礼拝メッセージ
2006年8月6日

「聖餐について」
ヨハネの福音書 6章51-58節

キリスト教には聖礼典(せいれいてん)と呼ばれる、イエスが弟子たちに命じて、今も続いている二つの儀式があります。一つが洗礼(せんれい)です。洗礼は人が一度水の中に入り、出てくることを通して、キリストにあって新しく産まれることを体験するもので、通常信仰を持ち始めた時に一度だけ受けるものです。もう一つの聖礼典は「聖餐」あるいは「主の晩餐」と呼ばれるもので、これはキリストが十字架に架かる前の晩に、弟子達と食事をした時、パンを裂き、一つの杯から飲み、「私を覚えてこれを行ないなさい」と言ったことから始まるもので、教会によっては年に数回だったり、月に一回だったり、毎週だったり、毎日行なっているものです。

各教会の伝統と本質を捉えること
洗礼に関しても、聖餐に関しても、各教会、教派によって色々な解釈、行い方があります。私はこのことで議論するのは特に必要がないと思います。本質が捉えられていて、これらの式の中でそれぞれがその本質を十分に味わい、主を礼拝できることが唯一大切なことであって、どちらの解釈、行い方が正しいかを争う必要はないと思います。人がこの地上で生きている限り完全ではないので、完全な教会、教派は存在しないはずです。それぞれの教会、教派の特色が生かされて、それぞれの教会が主を知り、主に仕えることができるよう努めるべきでしょう。

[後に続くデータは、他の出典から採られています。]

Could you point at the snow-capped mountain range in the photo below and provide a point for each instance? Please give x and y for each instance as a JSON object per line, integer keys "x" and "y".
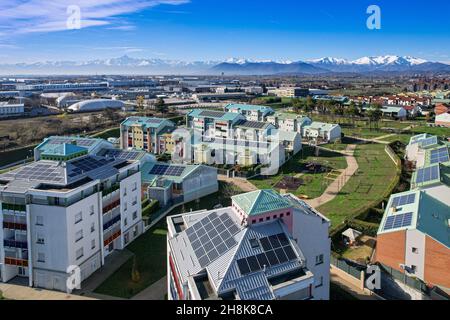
{"x": 233, "y": 66}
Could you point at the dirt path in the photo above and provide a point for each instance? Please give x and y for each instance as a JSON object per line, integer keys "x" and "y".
{"x": 336, "y": 186}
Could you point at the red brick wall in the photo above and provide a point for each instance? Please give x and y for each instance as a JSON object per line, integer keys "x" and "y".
{"x": 391, "y": 249}
{"x": 437, "y": 263}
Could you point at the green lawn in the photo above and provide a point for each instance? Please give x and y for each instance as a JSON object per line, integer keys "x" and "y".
{"x": 150, "y": 250}
{"x": 377, "y": 172}
{"x": 315, "y": 183}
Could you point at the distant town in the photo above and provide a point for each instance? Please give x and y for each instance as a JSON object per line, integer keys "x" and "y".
{"x": 225, "y": 188}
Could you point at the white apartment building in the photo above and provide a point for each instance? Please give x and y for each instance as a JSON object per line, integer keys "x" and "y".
{"x": 56, "y": 215}
{"x": 264, "y": 247}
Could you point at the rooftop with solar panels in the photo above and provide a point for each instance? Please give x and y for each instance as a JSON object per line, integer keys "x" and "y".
{"x": 417, "y": 210}
{"x": 147, "y": 123}
{"x": 434, "y": 174}
{"x": 217, "y": 252}
{"x": 48, "y": 174}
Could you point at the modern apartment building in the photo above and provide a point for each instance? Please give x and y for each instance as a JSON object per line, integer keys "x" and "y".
{"x": 414, "y": 237}
{"x": 251, "y": 112}
{"x": 59, "y": 214}
{"x": 264, "y": 247}
{"x": 146, "y": 134}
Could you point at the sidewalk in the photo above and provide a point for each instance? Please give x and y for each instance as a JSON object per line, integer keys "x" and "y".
{"x": 16, "y": 292}
{"x": 336, "y": 186}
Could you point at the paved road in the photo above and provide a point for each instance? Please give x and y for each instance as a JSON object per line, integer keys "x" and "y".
{"x": 18, "y": 292}
{"x": 336, "y": 186}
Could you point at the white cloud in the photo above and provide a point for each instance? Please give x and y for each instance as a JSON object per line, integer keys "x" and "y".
{"x": 28, "y": 16}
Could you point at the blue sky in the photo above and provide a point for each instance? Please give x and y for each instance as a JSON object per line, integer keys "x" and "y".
{"x": 35, "y": 30}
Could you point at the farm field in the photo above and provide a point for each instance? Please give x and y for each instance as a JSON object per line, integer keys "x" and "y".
{"x": 314, "y": 184}
{"x": 369, "y": 186}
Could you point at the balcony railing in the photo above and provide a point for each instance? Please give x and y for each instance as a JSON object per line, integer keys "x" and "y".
{"x": 14, "y": 207}
{"x": 15, "y": 244}
{"x": 110, "y": 223}
{"x": 16, "y": 262}
{"x": 108, "y": 241}
{"x": 112, "y": 206}
{"x": 14, "y": 226}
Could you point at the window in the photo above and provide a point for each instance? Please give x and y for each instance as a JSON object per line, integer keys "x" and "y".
{"x": 41, "y": 257}
{"x": 319, "y": 282}
{"x": 319, "y": 259}
{"x": 40, "y": 238}
{"x": 78, "y": 217}
{"x": 39, "y": 220}
{"x": 79, "y": 236}
{"x": 79, "y": 253}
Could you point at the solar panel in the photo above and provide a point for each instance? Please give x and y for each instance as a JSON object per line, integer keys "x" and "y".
{"x": 404, "y": 200}
{"x": 398, "y": 221}
{"x": 212, "y": 240}
{"x": 427, "y": 174}
{"x": 439, "y": 155}
{"x": 428, "y": 142}
{"x": 212, "y": 114}
{"x": 167, "y": 170}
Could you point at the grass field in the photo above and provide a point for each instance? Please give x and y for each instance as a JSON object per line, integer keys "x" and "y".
{"x": 150, "y": 250}
{"x": 366, "y": 188}
{"x": 315, "y": 183}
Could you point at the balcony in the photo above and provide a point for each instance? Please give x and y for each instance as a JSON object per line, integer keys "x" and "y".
{"x": 112, "y": 206}
{"x": 108, "y": 241}
{"x": 14, "y": 226}
{"x": 15, "y": 244}
{"x": 111, "y": 223}
{"x": 16, "y": 262}
{"x": 14, "y": 207}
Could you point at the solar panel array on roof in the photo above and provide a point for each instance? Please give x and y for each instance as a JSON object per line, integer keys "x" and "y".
{"x": 167, "y": 170}
{"x": 38, "y": 172}
{"x": 212, "y": 237}
{"x": 79, "y": 142}
{"x": 427, "y": 174}
{"x": 87, "y": 164}
{"x": 277, "y": 250}
{"x": 252, "y": 124}
{"x": 439, "y": 155}
{"x": 398, "y": 221}
{"x": 212, "y": 114}
{"x": 125, "y": 155}
{"x": 404, "y": 200}
{"x": 428, "y": 142}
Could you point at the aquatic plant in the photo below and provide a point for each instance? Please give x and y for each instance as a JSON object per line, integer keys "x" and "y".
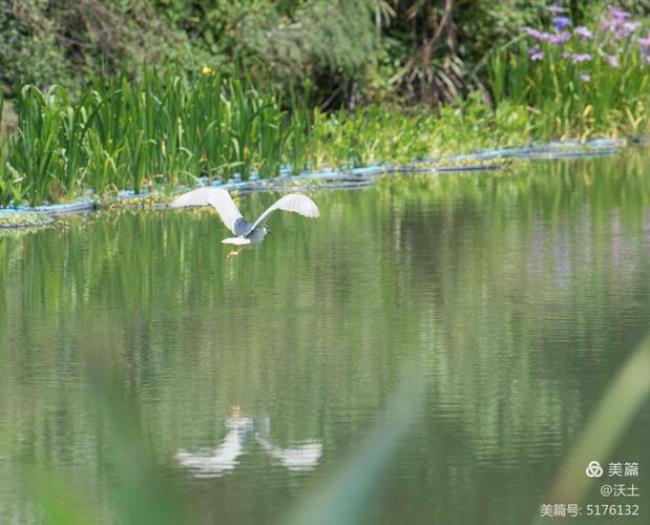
{"x": 166, "y": 129}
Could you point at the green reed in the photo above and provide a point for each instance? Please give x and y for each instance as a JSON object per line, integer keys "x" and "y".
{"x": 164, "y": 130}
{"x": 579, "y": 88}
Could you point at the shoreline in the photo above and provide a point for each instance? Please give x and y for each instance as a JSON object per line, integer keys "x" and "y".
{"x": 25, "y": 216}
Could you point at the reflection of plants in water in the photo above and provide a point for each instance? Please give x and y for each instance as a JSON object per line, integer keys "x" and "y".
{"x": 518, "y": 254}
{"x": 224, "y": 458}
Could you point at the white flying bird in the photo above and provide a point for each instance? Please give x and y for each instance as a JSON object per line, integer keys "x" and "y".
{"x": 246, "y": 233}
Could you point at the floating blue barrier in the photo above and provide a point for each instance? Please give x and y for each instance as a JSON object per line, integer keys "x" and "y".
{"x": 351, "y": 177}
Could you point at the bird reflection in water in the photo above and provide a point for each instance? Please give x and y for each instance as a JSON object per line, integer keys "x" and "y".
{"x": 242, "y": 430}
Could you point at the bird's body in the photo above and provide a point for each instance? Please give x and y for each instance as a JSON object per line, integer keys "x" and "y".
{"x": 246, "y": 233}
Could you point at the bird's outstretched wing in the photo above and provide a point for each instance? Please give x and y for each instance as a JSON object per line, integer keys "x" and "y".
{"x": 219, "y": 199}
{"x": 295, "y": 202}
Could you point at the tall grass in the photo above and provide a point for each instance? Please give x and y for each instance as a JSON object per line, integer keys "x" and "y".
{"x": 579, "y": 81}
{"x": 165, "y": 129}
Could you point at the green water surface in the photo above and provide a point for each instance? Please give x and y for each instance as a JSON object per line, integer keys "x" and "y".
{"x": 428, "y": 351}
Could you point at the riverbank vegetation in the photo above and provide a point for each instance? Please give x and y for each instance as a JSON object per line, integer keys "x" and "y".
{"x": 157, "y": 94}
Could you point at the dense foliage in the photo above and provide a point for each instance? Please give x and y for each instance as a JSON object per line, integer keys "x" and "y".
{"x": 351, "y": 52}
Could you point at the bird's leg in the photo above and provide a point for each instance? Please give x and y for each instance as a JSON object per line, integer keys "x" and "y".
{"x": 232, "y": 253}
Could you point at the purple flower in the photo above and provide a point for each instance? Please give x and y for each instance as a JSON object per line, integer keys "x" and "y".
{"x": 535, "y": 34}
{"x": 535, "y": 53}
{"x": 556, "y": 9}
{"x": 576, "y": 58}
{"x": 618, "y": 24}
{"x": 559, "y": 38}
{"x": 617, "y": 13}
{"x": 561, "y": 22}
{"x": 644, "y": 42}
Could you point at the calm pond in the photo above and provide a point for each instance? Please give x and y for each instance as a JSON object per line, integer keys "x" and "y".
{"x": 428, "y": 351}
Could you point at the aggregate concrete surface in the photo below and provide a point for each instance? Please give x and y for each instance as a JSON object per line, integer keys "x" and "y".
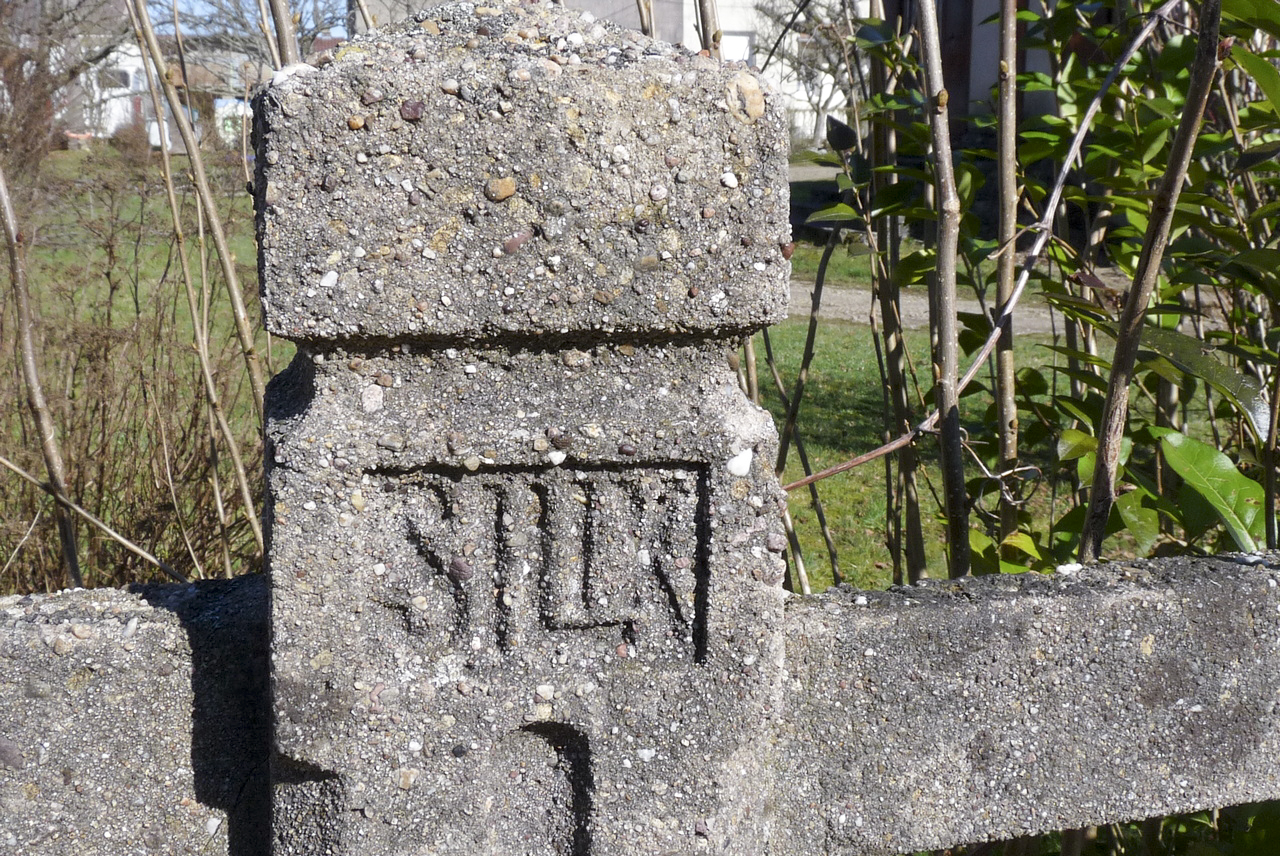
{"x": 135, "y": 722}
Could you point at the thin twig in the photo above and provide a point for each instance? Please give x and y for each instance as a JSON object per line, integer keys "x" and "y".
{"x": 205, "y": 195}
{"x": 200, "y": 317}
{"x": 1129, "y": 328}
{"x": 946, "y": 355}
{"x": 106, "y": 530}
{"x": 49, "y": 447}
{"x": 1043, "y": 232}
{"x": 13, "y": 557}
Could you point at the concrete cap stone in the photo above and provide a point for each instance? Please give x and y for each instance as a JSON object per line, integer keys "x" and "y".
{"x": 520, "y": 169}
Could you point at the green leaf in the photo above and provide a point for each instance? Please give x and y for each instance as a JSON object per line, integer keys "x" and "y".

キリストの肉を食べ、キリストの血を飲む者は永遠の命を持つ(53-58節)
実際にキリストの肉を食べたり、血を飲んでいる人はいないので、これがたとえであることはすぐに分ると思います。では、どのように肉を食べ、血を飲むのかというと、それが聖餐になります。
この肉を食べ、血を飲むというのは、古くは旧約聖書の過越しの食事に関わりを持っています。Iコリント11章23-26節ではイエスが新しい契約として、十字架に架かって、肉を裂き、血を流されたことを告げ知らせるために、この聖餐を取ることを命令したと教えています。

なぜ、聖餐が大切か
私達の信仰の中心は十字架でおきたできごとです。これを新しい契約と言いました。そして、この新しい契約が与えられたために、ユダヤ人だけにではなく全ての民族に神様の子供になれるという契約が与えられました。
十字架の意味は私達が本来滅ぶべき存在だったのが、代わりにキリストが一度十字架の上で滅んでくださったということです。これを旧約聖書の過越しにたとえるならば、ユダヤ人の家庭の滅ぶべき子供の代わりに子羊が一匹、血を取られて、裂かれて、料理されて食べられたのです。この過越しの子羊の完全版としてキリストは十字架に架かったのです。ユダヤ人の間を主の裁き過ぎ越していったように、キリストを信じる者に対して主の裁きが過ぎ越していくのです。私達は実際にはこの儀式によって救われるのではありません。悔いた心、キリストを救い主として受け入れる信仰によって救われます。ですから、肉を食べ、血を飲みなさいというのは、本当に信仰をもって生きていくことになります。